Walter, William (DNB00)
|←Walter, Richard||Dictionary of National Biography, 1885-1900, Volume 59
WALTER, WILLIAM (fl. 1520), translator, is described on the title-pages of his books as 'servaunt to Syr Henry Marney, knight, chaunceler of the duchy of Lancastre.' Marney was chancellor from 1509 to 1523, in which year he was created Baron Marney, dying a month later (G. E. Cokayne). Complete Peerage, v. 259). It is therefore probable that Walter's works were written earlier than is indicated by the date of publication of his first work. Possibly he is the Walter whose services in Paris were so useful to Thomas Lupset [q. v.] in 1528 (Letters and Papers, iv. 4022-3).
His works are: 1. 'Guystarde and Sygysmonde. Here foloweth the amerous hystory of Guistarde and Sygysmonde and of theyr dolorous deth by her father, newly translated out of laten into englysshe by Wyllyam Walter, servaunt to Syr Henry Marney, knight, chaunceler of the duchy of Lancastre. Imprinted at London in Flete Strete at the sygne of the Sonne by Wynkyn de Worde. In the yere of our lords 1532,' 4to. The poem was reprinted for the Roxburghe Club in 1818. It is written in seven-line stanzas, with occasional additional stanzas in the same metre inserted by R. Coplande by way of edifying comment. The Latin may be Leonard Aretino's version of Boccaccio's story. The poem is different from 'The statelie Tragedy of Guistard and Sismond' which occurs in ' Certaine worthye Manuscript Poems of great Antiquitie . . . published by J. S.,' London, 1597; Edinburgh, 1812; but the metre is the same, and neither poem is directly from Boccaccio. 2. 'The Spectacle of Lovers.
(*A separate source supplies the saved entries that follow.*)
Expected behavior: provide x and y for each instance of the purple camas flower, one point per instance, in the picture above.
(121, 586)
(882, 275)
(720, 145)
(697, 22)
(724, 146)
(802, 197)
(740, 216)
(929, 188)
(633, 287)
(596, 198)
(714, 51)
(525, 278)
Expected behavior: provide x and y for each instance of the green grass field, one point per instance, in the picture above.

Hereafter foloweth a lytell contravers dyalogue between love and councell with many goodly argumentes of good women and bad, very compendyous to all estates, newly compyled by William Walter, servaunt unto Syr Henry Marnaye, knyght, Chauncelour of the Duchy of Lancastre. Imprynted at London in Flete Strete at the sygne of the Sonne by me, Wynkyn de Worde,' n.d., 4to. There is a short account of this poem, which is apparently a translation, in Collier's 'Bibliographical Account of Early English Literature' (ii. 378, 482). Robert Coplande writes l'envoy. 3. 'Tytus and Gesyppus. Here begynneth the hystory of Tytus and Gesyppus translated out of latyn in to englyshe by Wyllyam Walter, sometymeservante to Syr Henry Marney,knyght, chaunceler of the duchy of Lancastre. Emprynted at London in the Flete Strete at the sygne of the Sonne by me, Wynkyn de Worde,' n.d., 4to. The poem is described in Dibdin's edition of Herbert's Ames.[Dibdin's edition of Herbert's Ames, ii. 292, 337, 338; Warton's English Poetry, iii. 188, iv. 339; none of the original editions of Walter's works are in the Brit. Mus. Libr.]